The Prince William Sound salmon catch realizes near-decade’s average

Pacific salmon

Commercial harvest returns for three salmon species on the Prince William Sound (PWS) in southern Alaska has ended 3% below the decade’s parity.

The Alaska Department of Fish & Game (ADFG) reported on November 4 that Alaska cumulatively landed 194.8 million salmon, up 88% annually. This figure updated an earlier September 2025 preliminary landings’ data, then at 185 million fish.

Some 51.6 million units in the final landings’ tally were from the Sound, 41.8 million of which commercial.

Financially, the 2025 PWS’ harvest was worth $90.99 million, a 3% drop from the decade’s median of $93.7 million.

The near-decade average posting owes to three species in diverse districts, including pink salmon from the Eastern District. 

Pink salmon are abundant here, with the PWS harvesting 26% of the statewide resource, per an ADFG hatchery survey

The Sound received a 2025 pink salmon estimate run of 66.7 million fish, with a catch target of 56.12 million. However, the commercial harvest garnered 36.72 million fish or 35% below par.

Copper River District’s sockeye salmon riches also helped contribute to a region-wide final run forecast of 2.64 million sockeye.

The total sockeye harvest including that in this district hit 840,000 units, 2% more than the decade-long median of 824,000.

A third trending species was chum salmon, which exceeded expectations especially at the remote hatchery of Port Chalmers Subdistrict.

The chum catch hit 3.5 million units or 73% above the 1.9-million unit forecast, courtesy mainly the Prince William Sound Aquaculture Corporation. 

Some 243,000 or so pinks were from wild sources other than hatcheries, according to an ADFG estimate. 

Purse seine commercial landings represented 36.51 million, 0.74 million and 55,100 pink, chum and sockeye salmon units, respectively. 

The commercial salmon season’s results for the PWS came after those of Pacific salmon in the larger Alaska earlier in September. To learn more about this fishery’s historical landings’ results, skim the below data.
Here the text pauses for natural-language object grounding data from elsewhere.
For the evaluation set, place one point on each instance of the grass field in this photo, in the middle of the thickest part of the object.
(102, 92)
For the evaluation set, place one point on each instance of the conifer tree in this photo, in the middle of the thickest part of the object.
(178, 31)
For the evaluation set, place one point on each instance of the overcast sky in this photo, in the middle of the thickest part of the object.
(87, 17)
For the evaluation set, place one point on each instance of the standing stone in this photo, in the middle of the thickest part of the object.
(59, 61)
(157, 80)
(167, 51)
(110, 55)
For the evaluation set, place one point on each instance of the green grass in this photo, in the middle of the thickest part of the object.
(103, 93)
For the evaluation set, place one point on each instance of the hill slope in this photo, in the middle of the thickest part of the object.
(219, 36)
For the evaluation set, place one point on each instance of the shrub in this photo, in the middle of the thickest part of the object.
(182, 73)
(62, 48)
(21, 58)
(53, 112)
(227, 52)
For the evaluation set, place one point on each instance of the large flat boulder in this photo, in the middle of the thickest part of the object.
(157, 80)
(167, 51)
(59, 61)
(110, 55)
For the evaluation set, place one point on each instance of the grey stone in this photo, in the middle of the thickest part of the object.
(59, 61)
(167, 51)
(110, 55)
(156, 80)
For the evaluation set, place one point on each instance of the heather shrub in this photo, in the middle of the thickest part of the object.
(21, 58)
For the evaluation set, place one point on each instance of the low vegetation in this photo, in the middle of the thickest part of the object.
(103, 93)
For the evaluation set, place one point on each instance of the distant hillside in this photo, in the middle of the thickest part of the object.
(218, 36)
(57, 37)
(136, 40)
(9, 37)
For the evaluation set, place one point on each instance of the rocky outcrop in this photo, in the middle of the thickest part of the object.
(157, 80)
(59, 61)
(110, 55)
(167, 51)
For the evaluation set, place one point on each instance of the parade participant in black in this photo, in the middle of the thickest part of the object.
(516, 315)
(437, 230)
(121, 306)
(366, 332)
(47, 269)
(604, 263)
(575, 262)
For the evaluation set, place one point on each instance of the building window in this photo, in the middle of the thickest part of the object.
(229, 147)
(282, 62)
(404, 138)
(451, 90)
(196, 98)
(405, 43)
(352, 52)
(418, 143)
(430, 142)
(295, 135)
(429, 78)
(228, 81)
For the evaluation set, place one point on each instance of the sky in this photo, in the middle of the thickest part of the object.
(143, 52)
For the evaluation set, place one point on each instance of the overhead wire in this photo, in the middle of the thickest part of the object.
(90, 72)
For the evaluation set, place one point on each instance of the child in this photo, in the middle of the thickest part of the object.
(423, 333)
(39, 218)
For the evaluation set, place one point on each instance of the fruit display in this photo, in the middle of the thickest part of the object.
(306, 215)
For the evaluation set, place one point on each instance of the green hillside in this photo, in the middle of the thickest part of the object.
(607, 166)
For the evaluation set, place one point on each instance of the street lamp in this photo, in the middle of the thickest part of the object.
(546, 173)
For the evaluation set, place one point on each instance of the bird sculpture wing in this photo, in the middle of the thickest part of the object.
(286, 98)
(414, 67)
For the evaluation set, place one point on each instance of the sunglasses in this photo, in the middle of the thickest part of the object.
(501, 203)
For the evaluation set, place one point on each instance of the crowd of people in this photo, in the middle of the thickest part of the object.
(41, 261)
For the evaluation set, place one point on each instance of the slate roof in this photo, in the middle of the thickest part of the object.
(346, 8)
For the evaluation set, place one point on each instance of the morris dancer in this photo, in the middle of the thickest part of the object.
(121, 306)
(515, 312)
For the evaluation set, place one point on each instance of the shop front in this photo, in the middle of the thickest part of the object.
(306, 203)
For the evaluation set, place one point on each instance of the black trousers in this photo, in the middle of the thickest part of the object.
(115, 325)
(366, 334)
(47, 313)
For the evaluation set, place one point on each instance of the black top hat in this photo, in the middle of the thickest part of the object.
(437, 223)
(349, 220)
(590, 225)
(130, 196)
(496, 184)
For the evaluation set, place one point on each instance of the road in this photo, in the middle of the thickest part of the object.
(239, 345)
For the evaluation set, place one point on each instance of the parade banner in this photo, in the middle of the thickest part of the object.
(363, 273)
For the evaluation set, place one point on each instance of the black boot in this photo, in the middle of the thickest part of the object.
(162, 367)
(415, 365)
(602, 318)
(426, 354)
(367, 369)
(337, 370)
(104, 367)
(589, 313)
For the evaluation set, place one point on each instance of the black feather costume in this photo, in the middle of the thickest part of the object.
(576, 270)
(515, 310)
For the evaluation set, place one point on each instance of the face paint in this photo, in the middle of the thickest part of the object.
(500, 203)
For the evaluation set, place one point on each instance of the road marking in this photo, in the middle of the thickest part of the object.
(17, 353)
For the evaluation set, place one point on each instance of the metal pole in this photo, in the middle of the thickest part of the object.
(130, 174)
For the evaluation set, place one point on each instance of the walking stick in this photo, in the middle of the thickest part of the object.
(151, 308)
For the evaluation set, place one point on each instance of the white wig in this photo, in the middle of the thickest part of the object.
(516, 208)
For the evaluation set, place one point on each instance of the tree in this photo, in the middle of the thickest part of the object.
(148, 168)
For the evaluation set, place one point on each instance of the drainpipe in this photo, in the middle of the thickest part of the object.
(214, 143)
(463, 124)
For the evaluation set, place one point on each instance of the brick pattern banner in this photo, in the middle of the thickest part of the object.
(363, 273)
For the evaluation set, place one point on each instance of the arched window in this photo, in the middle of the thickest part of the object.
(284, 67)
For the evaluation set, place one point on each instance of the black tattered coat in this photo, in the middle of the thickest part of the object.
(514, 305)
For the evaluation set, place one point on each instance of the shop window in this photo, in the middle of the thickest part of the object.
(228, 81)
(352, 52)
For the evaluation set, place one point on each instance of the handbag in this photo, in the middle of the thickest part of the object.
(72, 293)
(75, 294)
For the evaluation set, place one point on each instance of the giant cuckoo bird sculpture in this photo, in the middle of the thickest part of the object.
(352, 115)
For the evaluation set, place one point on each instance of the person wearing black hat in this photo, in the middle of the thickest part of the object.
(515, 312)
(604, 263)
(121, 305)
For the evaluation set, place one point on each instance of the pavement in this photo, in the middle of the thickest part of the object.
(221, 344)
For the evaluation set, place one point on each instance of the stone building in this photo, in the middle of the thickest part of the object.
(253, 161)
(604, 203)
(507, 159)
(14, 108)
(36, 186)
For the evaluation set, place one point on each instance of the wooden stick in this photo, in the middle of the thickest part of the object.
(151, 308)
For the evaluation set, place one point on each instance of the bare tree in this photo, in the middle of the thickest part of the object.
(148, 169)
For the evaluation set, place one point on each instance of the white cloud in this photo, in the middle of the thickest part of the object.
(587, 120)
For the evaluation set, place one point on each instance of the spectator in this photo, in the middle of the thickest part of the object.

Prince William Sound Salmon Statistics 

The Prince William Sound in southern Alaska constitutes 38,000 square miles of land, per the Alaska Department of Fish and Game (ADFG). Salmon-rich rivers like Copper River complement land hatcheries on the Sound.  Beginning 1990 through 2024, salmon landings hovered between 9,275,712 units at the lowest (1993) and 101,323,257 units at the highest (2015). The table below, an interpretation of the ADFG’s data, presents the highest and lowest catches during this period: 

Highlight YearLandings [total fish units rounded up to the nearest decimal point]
202415.031 million
202366.357 million
202025.844 million
2015101.323 million
200564.6 million 
199519.37 million
19939.275 million
Fig: highlight years in Prince William Sound’s salmon production, 1990-2024

Which salmon species lead the PWS salmon harvest?

Pink salmon leads annual harvests on the Prince William Sound whereas sockeye follows. In the 2025 season, for instance, 36.72 million fish had undergone harvesting by early November. Historical production however has sometimes gone to as high as 95.65 million units, as of 2015.

The ten-year average catches in the 2014-23 period by species were as follows: pink salmon rated at over 44.58 million fish while sockeye at over 1.985 million fish. Coho followed at 376,876 fish while chinook finished at above 13,731 fish.